Web applicaton to visualize complex pipelines, made with dagre-d3. The core focus is to visualize flowpipe graphs.
- easy inspection of graph and objects/values passed between nodes
- capable of handling large datasets
- also works with complex nested graphs
install:
virtualenv myenv
source myenv/bin/activate
pip install -r web_app/requirements.txt
run:
cd
to theweb_app
folder and run:
FLASK_APP=app.py FLASK_ENV=development flask run --port 8889
Open localhost:8889 in your browser and click on the name of the graph you want to visualize.

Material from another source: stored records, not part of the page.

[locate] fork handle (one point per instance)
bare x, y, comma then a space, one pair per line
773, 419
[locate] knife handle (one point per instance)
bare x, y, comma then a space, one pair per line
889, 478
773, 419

The web app expects graphs represented in the following json format:
{
"graph": {
"name": "MainGraph",
"nodes": [
{
"id": "some_node"
},
...
],
"edges": [
{
"source": "some_node",
"target": "other_node",
"label": "obj | type | info",
"debug_file": "[PATH IS OPTIONAL]graph_data/MainGraph/some_node-[UUID]_obj.md"
},
...
],
"sub_graphs": [
{
"name": "MainGraph",
"nodes_in_graph": [
"some_node",
"other_node",
],
"parent": ""
},
{
"name": "SubGraph",
"nodes_in_graph": [
"sub_node_1",
"sub_node_2",
],
"parent": "MainGraph"
},
...
]
}
}
All graph json files should be placed in web_app/static/json
.
Optionally; in web_app/graph_data
you can place markdown string representations of objects
that are passed between nodes. This can allow you to easily debug your pipeline.
These files should be markdown files with the following path:
graph_data/name_of_graph/source_node_id-[UUID]_edge_object_name.md
for example:
graph_data/DataGraph/QueryRecords-3503ceda-e8bb-4d34-98b6-1ea26c170c41_record_rows.md
Markdown tables are automatically rendered with custom css to make them easier on the eyes.
All contributions such as bugs, feature requests, additional examples or code improvements are welcome. You are free to create an issue or pull request as long as you adhere to our code of conduct.